A Study of PEGASYS (Peginterferon Alfa-2a (40KD)) in Combination With COPEGUS (Ribavirin) in Interferon-Naive Patients With Chronic Hepatitis C Infection (CHC).

Status:
Completed

Trial end date:
2005-12-01

Target enrollment:
0

Participant gender:
All

Summary

The effects of treatment with different doses of PEGASYS in combination with different doses of ribavirin will be evaluated in patients with CHC genotype 1 who have a high viral titer, body weight greater than 85kg (187lbs) and no prior treatment with interferon.
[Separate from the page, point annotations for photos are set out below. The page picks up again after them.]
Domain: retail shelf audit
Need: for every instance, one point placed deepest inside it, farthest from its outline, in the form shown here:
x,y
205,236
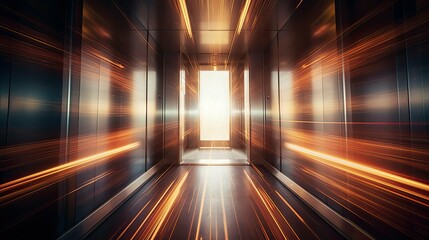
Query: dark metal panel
x,y
171,107
237,106
5,67
272,114
154,106
256,95
192,121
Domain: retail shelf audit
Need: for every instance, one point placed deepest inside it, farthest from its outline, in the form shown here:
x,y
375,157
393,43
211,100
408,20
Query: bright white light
x,y
214,105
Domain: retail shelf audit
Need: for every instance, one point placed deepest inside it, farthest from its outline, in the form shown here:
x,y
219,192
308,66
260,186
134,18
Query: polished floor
x,y
212,156
214,202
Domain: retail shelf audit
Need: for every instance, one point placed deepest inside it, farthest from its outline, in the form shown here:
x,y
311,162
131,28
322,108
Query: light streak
x,y
363,171
201,209
185,15
243,16
67,168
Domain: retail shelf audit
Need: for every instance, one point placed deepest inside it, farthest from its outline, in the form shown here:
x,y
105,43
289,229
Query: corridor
x,y
214,119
The anticipated time on study treatment is 3-12 months and the target sample size is 100-500 individuals.

Phase:

Phase 4

Accepts Healthy Volunteers?

Details

Lead Sponsor:

Hoffmann-La Roche

Treatments:

Interferon alpha-2
Interferon-alfa-1b
Interferon-alpha
Interferons
Peginterferon alfa-2a
Ribavirin

Criteria

Inclusion Criteria:

- adult patients >=18 years of age;

- body weight >85kg (187lbs);

- CHC (genotype 1);

- liver biopsy (in <24 calendar months of first dose), with results consistent with CHC
infection;

- use of 2 forms of contraception during study and 6 months after the study in both men
and women.

Exclusion Criteria:

- women who are pregnant or breastfeeding;

- male partners of women who are pregnant;

- conditions associated with decompensated liver disease;

- other forms of liver disease, including liver cancer;

- human immunodeficiency virus infection;

- previous treatment with an interferon, ribavirin, viramidine, levovirin or amantadine.